Oil Halts Three-Day Rally as Focus Turns to Softer Economy
WASHINGTON, D.C. (DTN) -- Following a three-day advance, West Texas Intermediate futures on the New York Mercantile Exchange and Brent crude traded on the Intercontinental Exchange declined on Thursday after softer-than-expected economic data in the United States, China, and Eurozone brought demand concerns back into focus as market participants weighed the prospects of higher borrowing costs next year.
Thursday's selloff follows a hawkish message from the European Central Bank that opted for a smaller 0.5% increase in its benchmark interest rate on Thursday but signaled borrowing costs would go "significantly" higher next year to tame inflation.
At a news conference following the announcement, ECB President Christine Lagarde said, "Anybody who thinks this is a pivot for the ECB is wrong. We're not pivoting, we're not wavering, we are showing determination and resilience in continuing a journey where we have ... If you compare with the Fed, we have more ground to cover. We have longer to go."
European stocks plummeted in reaction to LaGarde's hawkish tone, sending pan-European Stoxx 600 2.8% lower on the session, with German and French indexes both plunging more than 3%. Stocks on Wall Street followed in step with the selloff across European markets, with Dow Jones Industrials closing the session 764 points lower.
ECB's rate announcement comes a day after U.S. Federal Reserve raised its federal funds rate 0.5%, in line with market expectations, and a stepdown from the 0.75% rate hikes from the previous four meetings.

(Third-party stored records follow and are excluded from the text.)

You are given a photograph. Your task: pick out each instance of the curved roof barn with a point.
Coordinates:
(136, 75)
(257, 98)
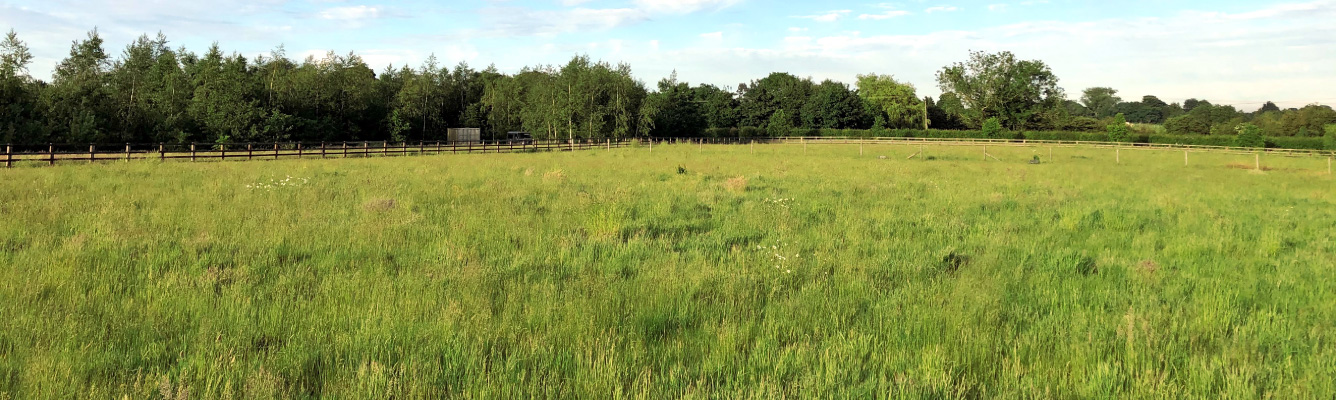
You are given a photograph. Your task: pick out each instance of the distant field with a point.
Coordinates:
(727, 272)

However, the focus remained with the Federal Open Market Committee's economic projections that showed a rather bleak outlook for the economy next year, with GDP growth expected to expand by just 0.5%, down from their 1.2% growth outlook in September. FOMC expects the national unemployment rate to rise to 4.6% next year compared with a 3.7% jobless rate in November.
What's more hawkish, median projections for the peak federal funds rate is now seen ending 2023 at 5.1%, up from 4.6% in September's projections. The federal funds rate is now in a 4.25% to 4.5% target range, meaning the central bank is projecting to lift the key overnight borrowing rate by another 0.75% over the course of 2023.

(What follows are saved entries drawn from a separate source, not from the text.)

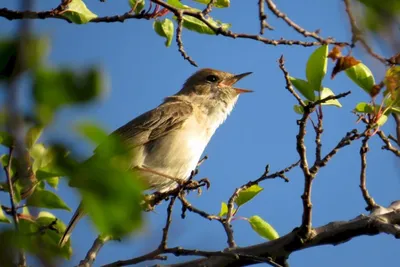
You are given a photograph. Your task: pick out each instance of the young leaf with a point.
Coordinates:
(303, 87)
(224, 209)
(46, 199)
(137, 5)
(328, 92)
(3, 217)
(362, 76)
(298, 109)
(92, 132)
(263, 228)
(33, 135)
(316, 67)
(382, 119)
(218, 3)
(77, 12)
(165, 29)
(6, 139)
(364, 107)
(247, 194)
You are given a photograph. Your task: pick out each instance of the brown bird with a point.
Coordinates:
(169, 140)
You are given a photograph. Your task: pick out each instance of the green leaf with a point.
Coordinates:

While addressing the question about the outlook for the economy, Federal Reserve Chairman Jerome Powell in a news conference Wednesday afternoon acknowledged that, "it all boils down to how fast inflation will go down. The last two CPI reports were a welcome reduction in inflationary pressures, but the central bank needs substantially more evidence that inflation is moving towards the Fed's 2% target."
On an annualized basis, inflation was still above 7% in November -- more than three times greater than the Fed's goal.
Further weighing on the oil complex, TC Energy, the operator of the 610,000 bpd Keystone pipeline, said it had partially restarted the pipeline that was unaffected by the rupture detected on Dec. 7. The restarted line extends from Alberta, Canada to Steele City, Nebraska, and from Steele City to the refining center in Illinois at Wood River and Patoka. A segment of the pipeline that brings oil from Steele City to the Cushing, Oklahoma storage hub won't be restarted until it is safe to do so, and after the company receives approval from federal regulators. The company said it continues to investigate the spill.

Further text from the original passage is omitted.